Assembly and Hanging Method for Artwork – Ancient Ruins of Lithophania

Ok this is the assembly process for my work which I’m sending to the Foundation Benetton Studi Ricerche, for the project Imago Mundi. So this is something I’ve 3D printed and these are the stand offs for the canvas. So there’s a screw that goes through there and the idea is you line it up in the corner. Ok. And this sits on top like that. It’s got three legs and there’s a reason why it’s like that.

Ok that clips on like that and then you can get your phone, turn the light on and then stick it behind. So that’s why it’s offset. So when this gets documented someone needs to be shoving their phone in it.

And this is an image of my intercommunal keyboard, so it has Greek and Turkish letters written onto the typical keyboard you get in the UK.

And hopefully that doesn’t break by the time it gets to Italy.

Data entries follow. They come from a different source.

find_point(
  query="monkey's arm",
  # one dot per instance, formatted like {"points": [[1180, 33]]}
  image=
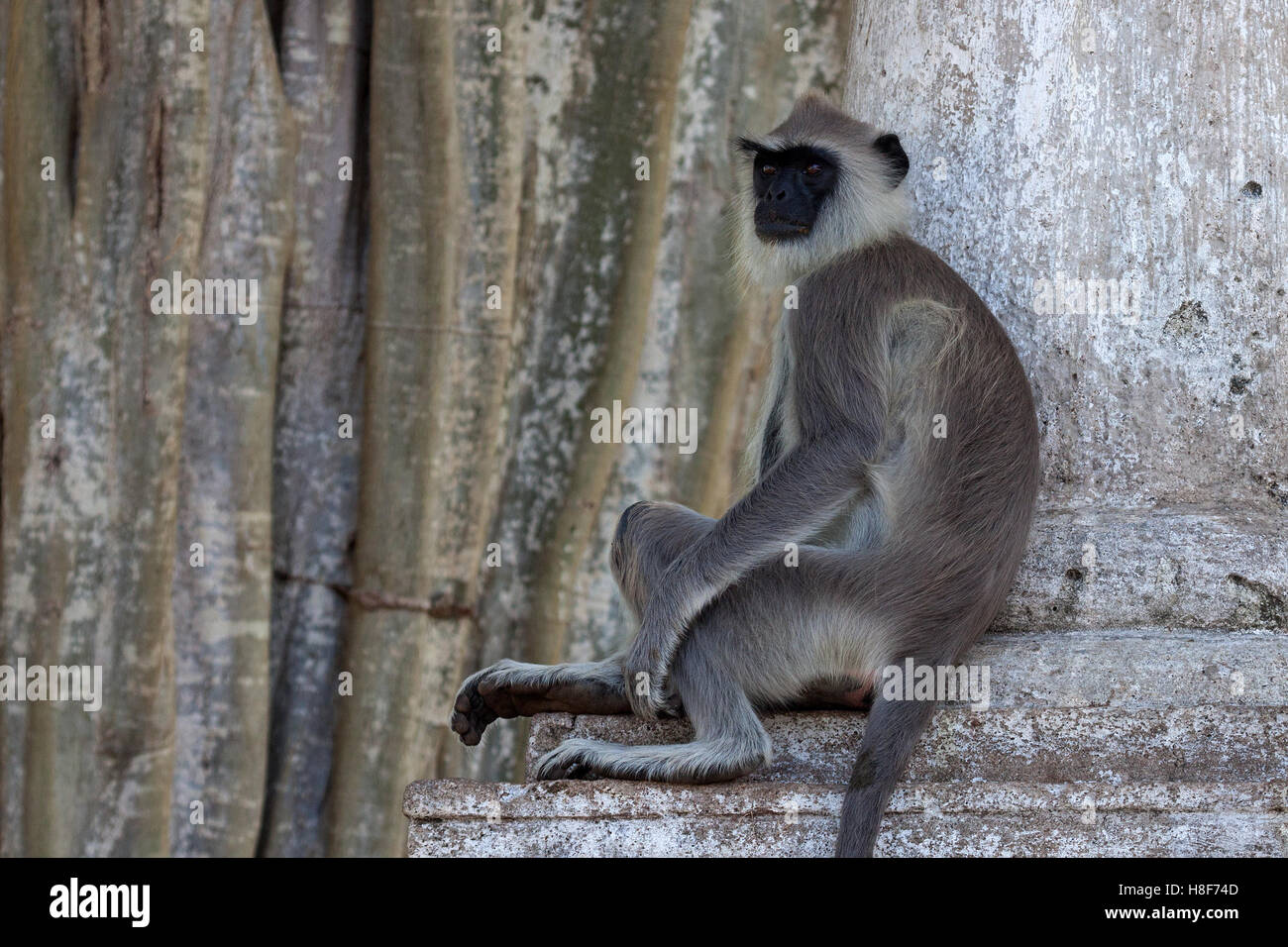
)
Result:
{"points": [[804, 491]]}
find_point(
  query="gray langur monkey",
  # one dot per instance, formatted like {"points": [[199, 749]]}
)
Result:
{"points": [[897, 446]]}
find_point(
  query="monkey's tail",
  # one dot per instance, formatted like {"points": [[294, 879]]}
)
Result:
{"points": [[890, 737]]}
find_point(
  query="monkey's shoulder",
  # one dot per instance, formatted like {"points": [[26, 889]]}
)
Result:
{"points": [[883, 277]]}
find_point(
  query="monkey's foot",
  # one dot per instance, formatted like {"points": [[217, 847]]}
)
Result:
{"points": [[574, 759], [485, 696]]}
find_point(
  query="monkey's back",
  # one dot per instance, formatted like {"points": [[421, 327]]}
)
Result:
{"points": [[893, 343]]}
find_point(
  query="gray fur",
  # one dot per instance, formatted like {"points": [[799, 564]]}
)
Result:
{"points": [[909, 543]]}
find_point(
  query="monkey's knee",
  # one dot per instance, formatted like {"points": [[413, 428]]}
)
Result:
{"points": [[630, 564]]}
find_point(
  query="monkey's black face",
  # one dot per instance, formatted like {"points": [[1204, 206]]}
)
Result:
{"points": [[791, 187]]}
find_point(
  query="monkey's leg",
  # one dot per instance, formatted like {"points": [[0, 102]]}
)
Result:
{"points": [[510, 688], [728, 741]]}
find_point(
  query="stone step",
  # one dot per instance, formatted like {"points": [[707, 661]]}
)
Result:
{"points": [[1022, 745], [1198, 567], [1133, 668], [1095, 742], [610, 818]]}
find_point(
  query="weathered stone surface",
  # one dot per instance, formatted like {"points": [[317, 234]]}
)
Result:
{"points": [[456, 817], [1115, 742], [1034, 745]]}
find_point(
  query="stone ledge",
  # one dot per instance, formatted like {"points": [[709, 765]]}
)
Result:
{"points": [[610, 818], [1159, 566], [1022, 745]]}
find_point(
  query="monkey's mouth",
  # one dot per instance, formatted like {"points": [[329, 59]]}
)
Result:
{"points": [[772, 227]]}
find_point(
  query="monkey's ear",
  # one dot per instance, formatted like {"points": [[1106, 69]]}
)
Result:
{"points": [[894, 155]]}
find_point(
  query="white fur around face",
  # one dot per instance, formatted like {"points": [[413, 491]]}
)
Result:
{"points": [[862, 209]]}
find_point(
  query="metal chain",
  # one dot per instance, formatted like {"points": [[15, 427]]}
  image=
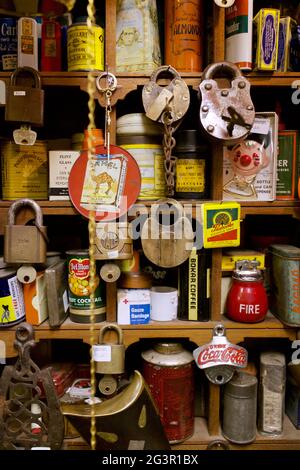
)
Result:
{"points": [[169, 143], [91, 89]]}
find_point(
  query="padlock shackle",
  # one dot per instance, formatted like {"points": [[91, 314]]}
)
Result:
{"points": [[223, 69], [20, 204], [164, 68], [111, 326], [26, 70]]}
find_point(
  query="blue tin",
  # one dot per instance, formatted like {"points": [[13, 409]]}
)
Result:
{"points": [[285, 283], [8, 44]]}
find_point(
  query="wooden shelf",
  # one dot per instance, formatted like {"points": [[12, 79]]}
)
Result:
{"points": [[197, 332]]}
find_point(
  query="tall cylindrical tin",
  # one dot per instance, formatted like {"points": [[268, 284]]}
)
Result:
{"points": [[271, 393], [143, 139], [78, 262], [191, 166], [239, 409], [24, 170], [285, 283], [8, 44], [184, 35], [12, 309], [137, 36], [169, 371], [238, 34], [85, 52]]}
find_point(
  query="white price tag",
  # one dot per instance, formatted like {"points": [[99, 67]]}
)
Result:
{"points": [[101, 353], [261, 126]]}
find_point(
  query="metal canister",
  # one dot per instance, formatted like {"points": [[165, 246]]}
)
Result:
{"points": [[79, 288], [85, 53], [8, 44], [285, 283], [169, 371], [12, 309], [239, 409]]}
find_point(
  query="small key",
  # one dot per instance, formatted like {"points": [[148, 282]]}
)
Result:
{"points": [[24, 135]]}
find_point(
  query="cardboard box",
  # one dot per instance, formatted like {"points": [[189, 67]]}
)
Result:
{"points": [[60, 164], [266, 33], [287, 174], [250, 167]]}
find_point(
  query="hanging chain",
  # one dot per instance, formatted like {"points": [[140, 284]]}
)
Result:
{"points": [[91, 89], [169, 143]]}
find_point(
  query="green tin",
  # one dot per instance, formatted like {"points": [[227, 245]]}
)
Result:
{"points": [[78, 263], [285, 283]]}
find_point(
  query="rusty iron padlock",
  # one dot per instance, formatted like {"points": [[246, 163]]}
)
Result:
{"points": [[226, 114], [112, 241], [25, 243], [109, 358], [167, 244], [175, 96], [24, 97]]}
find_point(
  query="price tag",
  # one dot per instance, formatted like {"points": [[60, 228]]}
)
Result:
{"points": [[102, 353]]}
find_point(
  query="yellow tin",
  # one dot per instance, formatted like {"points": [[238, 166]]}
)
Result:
{"points": [[85, 52], [266, 33], [24, 170]]}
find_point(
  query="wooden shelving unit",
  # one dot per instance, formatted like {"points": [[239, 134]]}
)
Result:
{"points": [[199, 333]]}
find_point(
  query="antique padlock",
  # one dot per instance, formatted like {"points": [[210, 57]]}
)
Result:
{"points": [[24, 97], [226, 114], [112, 241], [109, 358], [220, 358], [25, 243], [167, 244], [175, 96]]}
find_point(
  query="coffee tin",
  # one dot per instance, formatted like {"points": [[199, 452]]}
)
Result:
{"points": [[12, 310], [78, 263], [84, 52]]}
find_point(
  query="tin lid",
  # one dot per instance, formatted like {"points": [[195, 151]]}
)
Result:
{"points": [[137, 124], [242, 385], [168, 354], [189, 140], [246, 270], [286, 251]]}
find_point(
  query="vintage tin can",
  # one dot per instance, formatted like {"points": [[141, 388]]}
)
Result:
{"points": [[239, 409], [184, 35], [24, 170], [79, 288], [85, 53], [12, 310], [8, 44], [169, 371], [285, 283], [271, 393]]}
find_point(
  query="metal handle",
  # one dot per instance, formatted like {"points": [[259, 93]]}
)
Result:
{"points": [[21, 203]]}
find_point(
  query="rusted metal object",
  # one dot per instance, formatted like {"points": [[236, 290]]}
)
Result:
{"points": [[25, 420], [226, 114]]}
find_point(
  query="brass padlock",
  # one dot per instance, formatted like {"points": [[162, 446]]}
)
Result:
{"points": [[25, 243], [167, 244], [109, 358], [24, 97], [226, 114], [175, 96], [112, 241]]}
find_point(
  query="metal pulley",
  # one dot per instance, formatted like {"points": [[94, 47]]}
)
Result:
{"points": [[219, 358], [226, 114]]}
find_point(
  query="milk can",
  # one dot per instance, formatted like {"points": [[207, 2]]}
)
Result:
{"points": [[169, 371], [247, 300]]}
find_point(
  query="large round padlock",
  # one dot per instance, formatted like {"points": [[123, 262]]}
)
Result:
{"points": [[167, 244], [174, 97], [109, 358], [226, 114]]}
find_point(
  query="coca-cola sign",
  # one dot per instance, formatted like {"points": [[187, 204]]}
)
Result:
{"points": [[220, 352]]}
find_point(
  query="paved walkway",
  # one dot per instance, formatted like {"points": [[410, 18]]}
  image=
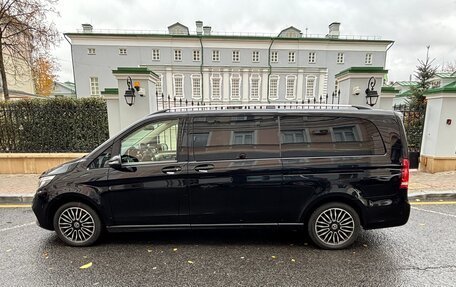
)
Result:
{"points": [[26, 184]]}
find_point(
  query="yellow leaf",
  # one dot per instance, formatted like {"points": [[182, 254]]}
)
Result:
{"points": [[85, 266]]}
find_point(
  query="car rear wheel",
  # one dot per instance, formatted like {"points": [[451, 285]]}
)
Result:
{"points": [[77, 224], [334, 225]]}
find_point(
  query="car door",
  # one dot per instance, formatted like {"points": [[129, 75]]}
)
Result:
{"points": [[149, 188], [234, 170]]}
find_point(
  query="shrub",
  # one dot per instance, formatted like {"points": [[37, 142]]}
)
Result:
{"points": [[53, 125]]}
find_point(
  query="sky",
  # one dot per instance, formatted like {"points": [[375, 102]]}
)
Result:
{"points": [[412, 25]]}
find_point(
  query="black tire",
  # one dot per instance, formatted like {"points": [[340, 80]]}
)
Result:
{"points": [[338, 226], [77, 224]]}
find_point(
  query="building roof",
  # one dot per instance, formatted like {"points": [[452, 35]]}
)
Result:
{"points": [[407, 83], [359, 70]]}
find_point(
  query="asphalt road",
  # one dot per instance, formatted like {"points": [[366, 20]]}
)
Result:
{"points": [[421, 253]]}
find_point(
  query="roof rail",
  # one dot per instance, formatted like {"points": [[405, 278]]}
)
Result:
{"points": [[263, 106]]}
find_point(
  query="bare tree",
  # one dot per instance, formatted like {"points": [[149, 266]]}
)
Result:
{"points": [[24, 32]]}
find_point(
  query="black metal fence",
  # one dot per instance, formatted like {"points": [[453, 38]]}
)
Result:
{"points": [[168, 102], [53, 125], [413, 119]]}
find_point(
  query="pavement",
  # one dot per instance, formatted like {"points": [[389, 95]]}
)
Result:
{"points": [[20, 188], [420, 253]]}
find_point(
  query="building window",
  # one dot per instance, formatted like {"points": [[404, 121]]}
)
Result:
{"points": [[196, 87], [368, 60], [94, 87], [255, 87], [236, 87], [273, 87], [291, 57], [274, 57], [178, 86], [236, 57], [159, 85], [216, 87], [312, 58], [340, 58], [177, 55], [155, 55], [291, 88], [255, 56], [310, 87], [215, 55], [196, 55]]}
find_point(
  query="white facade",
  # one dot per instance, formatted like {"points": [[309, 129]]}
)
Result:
{"points": [[288, 67]]}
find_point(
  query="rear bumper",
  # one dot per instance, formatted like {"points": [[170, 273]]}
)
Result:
{"points": [[395, 214]]}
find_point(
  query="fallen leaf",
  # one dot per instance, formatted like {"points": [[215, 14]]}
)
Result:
{"points": [[85, 266]]}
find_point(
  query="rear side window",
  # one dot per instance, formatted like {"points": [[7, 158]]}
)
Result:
{"points": [[235, 137], [329, 136]]}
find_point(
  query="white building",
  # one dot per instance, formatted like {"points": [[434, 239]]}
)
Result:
{"points": [[209, 66]]}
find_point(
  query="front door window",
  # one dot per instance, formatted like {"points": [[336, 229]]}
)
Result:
{"points": [[154, 142]]}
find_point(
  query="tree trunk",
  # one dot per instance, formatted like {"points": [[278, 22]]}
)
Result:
{"points": [[3, 75]]}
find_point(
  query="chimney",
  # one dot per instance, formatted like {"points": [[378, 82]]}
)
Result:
{"points": [[87, 28], [199, 27], [207, 30], [334, 30]]}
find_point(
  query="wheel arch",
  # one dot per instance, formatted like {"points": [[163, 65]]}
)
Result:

Ok I didn’t like the canvas I was sent so I decided to design another method of hanging. Something I’ve been thinking about for a little while using the 3D printer. Essentially it is an upside down keyhole protector. It’s parametric in Fusion 360, and I can adapt it to whatever bit I have or any size of work that I might want to hang. I’ll make a separate video about how I 3D modelled this and I will upload this to my second channel at some point, when  I have time.

I’ve already punched the holes but I’ll do this again. This pops into the larger forstner hole and using the square you line it up with the line, and then with the bradawl you mark your first hole.

I think when I make the next version of this I will try and learn a new software so that I can actually make some mounts for the magnets. I tried to import this into Fusion 360 and this was just too complicated, to many meshes, no not too many meshes. The mesh was just too complicated to turn it into an object in fusion and edit it so hopefully I can do that at some point. But for now a bit of gross hot glue will do.